So it turns out 2019 is the 150th anniversary of the periodic table, which is a great way to ring out the old year and sing in the new–much better than a dining table since most people will spend New Year’s Eve standing around awkwardly holding plates and nibbling on appetizers while they wait for the ball to drop, but that’s another story. It was one hundred and fifty years ago that Dmitri Mendeleev first started putting elements in columns and rows, and that was before the invention of the computer spreadsheet which makes it an even more impressive feat. The elements themselves, of course, have been around a lot longer, except for the elements that have turned into other elements, which some have a strange tendency to do.
That reminds me of when I was a kid and got a chemistry set for Christmas. I was obsessed with chemistry. More specifically I was obsessed with crazy chemistry tricks. Most of my experiments began and ended with “let’s see what happens to this chemical when it’s set on fire” resulting in a lot of exploding test tubes and, at one point, an oily residue that settled over part of the garage. And I was obsessed with elements. More than anything I wanted a collection of samples of as many elements as I could safely store in a corner of the garage next to the oily rags and old paint cans, and some I couldn’t store safely. I made elaborate plans to extract pure sodium from salt and thorium from lantern mantles, and I had a jar of pure sulfur, which, by the way, glows a very nice blue color when set on fire, and I had a bowl of lead shavings that I didn’t set on fire but I did manage to melt it, which is impressive since its melting point is 327.5 degrees Celsius, and my grandfather gave me a jar of mercury which was already melted since it’s a liquid at -40 degrees Celsius, and I discovered the spare freezer in the basement didn’t get that cold.

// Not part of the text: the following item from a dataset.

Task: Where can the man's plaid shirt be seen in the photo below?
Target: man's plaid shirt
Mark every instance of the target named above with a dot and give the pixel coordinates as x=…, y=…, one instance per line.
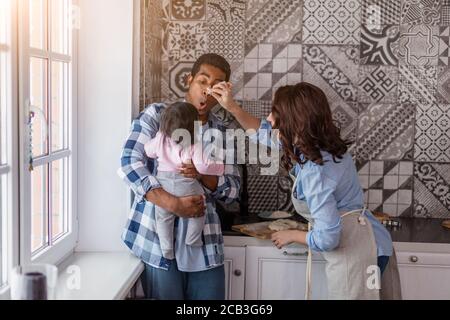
x=139, y=172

And then I got to take chemistry in school which wasn’t as exciting as I thought it would be–I didn’t get to set anything on fire, but we did have to pick an element from the periodic table and write a report on it, and I was fully prepared. I picked ytterbium. I’d never gotten a sample of it, but I’d read about it. This was before there was an internet so I had to rely on an old set of encyclopedias my parents had that were so old they listed Cleveland as both a major Ohio city and the current president. I learned that ytterbium had the atomic number 70 and a melting point of 824 degrees Celsius, which was probably more than I could manage in the basement garage, and my favorite part was that, at the time, it had absolutely no commercial uses, which made it hard to fill out a report, so I made up some stuff about how it likes to stand around awkwardly at parties nibbling appetizers and waiting for the ball to drop. I managed to get a good grade on it too, which was good because I was fully prepared to get out of class by setting my paper on fire.